Interesting Observations by the Author of The Little Girl in the Radiator:
Suggestive and Easily Duped
This may depend on how social the patient is. In the Little Girl in the Radiator, the author describes how his mother is easily swindled by door-to-door salesmen. Thankfully, he had power of attorney and was able to dispute charges which the mother had agreed to.
Know the laws in your state and country and assert them! Get power of attorney so that any legal agreement that the patient enters into isn’t binding.
Another example of how the patient is impressionable, is that whatever she watches on television becomes reality for the patient.
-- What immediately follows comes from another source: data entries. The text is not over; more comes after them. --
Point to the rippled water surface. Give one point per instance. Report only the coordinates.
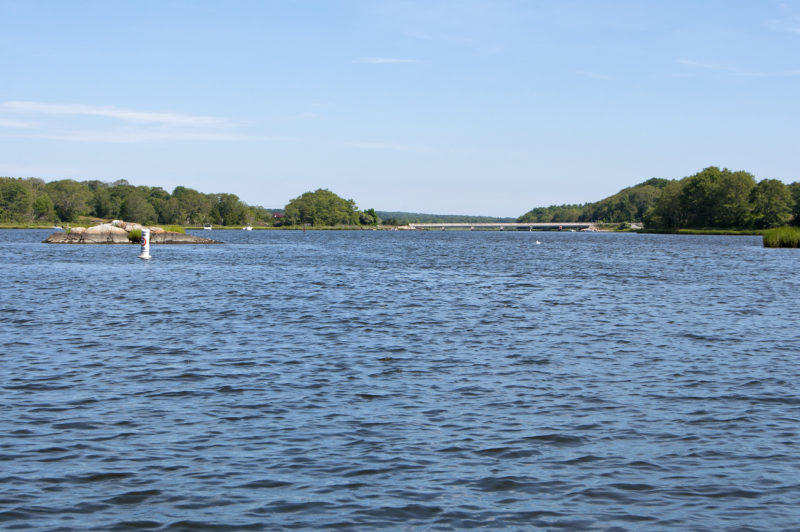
(400, 381)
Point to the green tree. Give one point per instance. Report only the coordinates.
(136, 208)
(369, 217)
(718, 198)
(188, 206)
(70, 198)
(16, 200)
(321, 207)
(772, 203)
(794, 188)
(669, 211)
(230, 209)
(43, 208)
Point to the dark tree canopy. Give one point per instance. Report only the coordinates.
(712, 198)
(321, 207)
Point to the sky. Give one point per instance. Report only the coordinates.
(449, 107)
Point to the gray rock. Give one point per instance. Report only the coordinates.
(117, 233)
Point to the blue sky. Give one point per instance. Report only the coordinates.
(464, 107)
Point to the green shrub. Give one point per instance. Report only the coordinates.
(782, 237)
(174, 229)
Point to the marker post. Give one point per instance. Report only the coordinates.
(145, 240)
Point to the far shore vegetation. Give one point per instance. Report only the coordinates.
(782, 237)
(712, 201)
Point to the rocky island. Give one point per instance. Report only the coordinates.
(119, 232)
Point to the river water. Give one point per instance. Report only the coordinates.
(362, 380)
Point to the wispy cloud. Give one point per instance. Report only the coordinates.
(704, 66)
(134, 137)
(14, 123)
(385, 146)
(385, 60)
(594, 75)
(79, 123)
(125, 115)
(740, 73)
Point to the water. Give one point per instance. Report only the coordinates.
(400, 381)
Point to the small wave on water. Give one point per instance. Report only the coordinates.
(399, 381)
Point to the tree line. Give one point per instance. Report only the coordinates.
(33, 200)
(712, 198)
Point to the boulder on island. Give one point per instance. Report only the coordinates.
(117, 233)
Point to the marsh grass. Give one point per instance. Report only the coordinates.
(174, 229)
(782, 237)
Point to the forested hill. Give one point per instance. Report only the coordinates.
(712, 198)
(404, 218)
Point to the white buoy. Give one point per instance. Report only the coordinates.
(145, 240)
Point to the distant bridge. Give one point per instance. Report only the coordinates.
(507, 225)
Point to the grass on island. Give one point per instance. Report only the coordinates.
(782, 237)
(174, 229)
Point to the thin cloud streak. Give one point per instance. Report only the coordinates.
(16, 124)
(385, 60)
(125, 115)
(132, 126)
(138, 137)
(740, 73)
(391, 147)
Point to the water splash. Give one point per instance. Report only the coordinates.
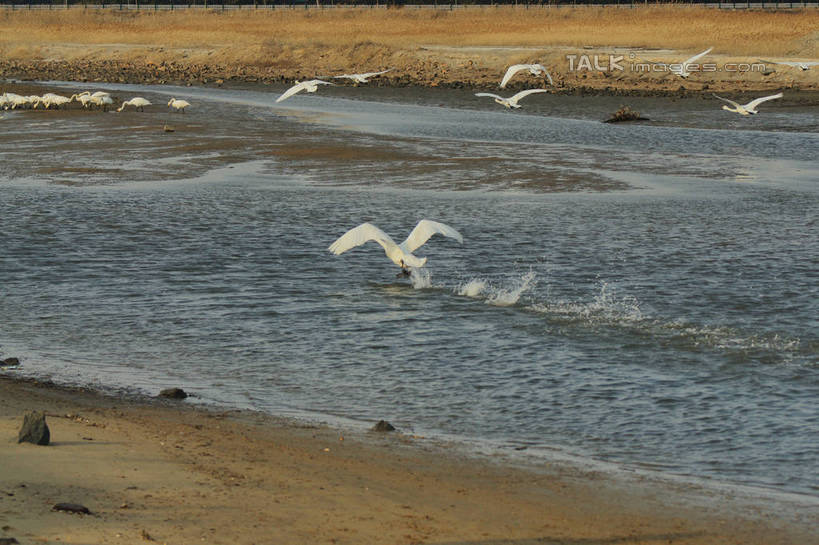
(420, 278)
(607, 308)
(501, 296)
(472, 288)
(507, 297)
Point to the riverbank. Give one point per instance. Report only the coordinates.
(164, 471)
(594, 51)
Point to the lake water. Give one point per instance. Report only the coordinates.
(642, 294)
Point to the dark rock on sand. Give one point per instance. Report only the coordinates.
(625, 114)
(34, 429)
(383, 425)
(72, 508)
(173, 393)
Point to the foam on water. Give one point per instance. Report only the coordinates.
(420, 278)
(500, 295)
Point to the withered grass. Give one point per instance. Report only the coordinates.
(248, 32)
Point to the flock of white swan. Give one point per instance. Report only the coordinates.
(99, 99)
(102, 100)
(679, 69)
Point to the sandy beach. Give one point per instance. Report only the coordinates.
(178, 472)
(163, 471)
Repetitive actions that speak to a larger insecurity
Martin Slevin was astute enough to interpret deeper meaning from his mother’s obsessions. The title “Little Girl in the Radiator” is a fixation that his mother has — that there’s a little girl trapped in the radiator. Martin learns from his mother in her last days that ‘she’ is the little girl in the radiator — that she feels trapped and can’t come out. There are other repetitive patterns such as asking to go to the hairdresser (the mother was always looking her best and well-coiffed) and locking her son out of the house when she felt insecure or that he was a threat.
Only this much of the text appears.